By Abdi Sheikh and Feisal Omar
MOGADISHU (Reuters) - As many as 200 soldiers were killed in an attack on a Kenyan military camp in Somalia by al Shabaab Islamists last month, Somali President Hassan Sheikh Mohamud told a television station, although Kenya rejected the figure.
Kenyan authorities have refused to give a death toll following the Jan. 15 raid, which targeted troops working under the African Union Mission in Somalia (AMISOM) near the southern Somali town of El Adde.
Newspaper pictures of coffins draped with Kenyan flags bringing back dead soldiers after the attack increased the disquiet from ordinary Kenyans and the opposition alike over Kenya's continued presence in Somalia.
Al Shabaab later distributed photos purporting to show the bodies of dozens of Kenyan soldiers, many apparently shot in the head.
"When about 200 soldiers who came to help your country are killed in one morning, it is not something trivial," Mohamud told Somali Cable TV, a privately owned station.
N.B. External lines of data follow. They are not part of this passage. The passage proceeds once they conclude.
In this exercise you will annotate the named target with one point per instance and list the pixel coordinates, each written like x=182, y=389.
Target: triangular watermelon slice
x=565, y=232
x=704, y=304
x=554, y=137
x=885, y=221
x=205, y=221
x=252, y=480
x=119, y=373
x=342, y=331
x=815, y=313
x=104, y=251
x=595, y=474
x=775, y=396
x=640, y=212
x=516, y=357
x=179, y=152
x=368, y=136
The interview was posted on YouTube on Thursday.
"We have been winning for years and months but that El Adde battle, we were defeated. Yes, in war, sometimes something that you do not like happens to you," he said.
Kenya sent soldiers into Somalia in 2011 after raids in the border region and kidnappings that threatened the tourism industry in the region's biggest economy and wider regional destabilization. It later joined the AMISOM operation.
Al Shabaab's attacks in Kenya have included a raid by gunmen on the upscale Westgate shopping mall in 2013 and a university in Garissa in 2015. Hundreds of people have been killed in al Shabaab attacks in the past two years.
Kenya Defence Forces spokesman, Colonel David Obonyo, denied the number given by the Somali president and questioned the source of the information.
"It is not true. This information never came from us or anyone in the government of Kenya," he told Reuters.
The al Qaeda-aligned militants have been driven out of major strongholds in Somalia by AMISOM and Somali army offensives, but the group still controls some rural areas and often launches guerrilla-style assaults and bomb attacks.
Al Shabaab, which has links to al Qaeda and seeks to overthrow Somalia's Western-backed government, initially said it had killed more than 100 soldiers in the attack.
The group, which is also seeking to drive the AU force out of Somalia, often says its attacks against Kenyan targets are retaliation for its participation in AMISOM, which also includes Uganda and Burundi.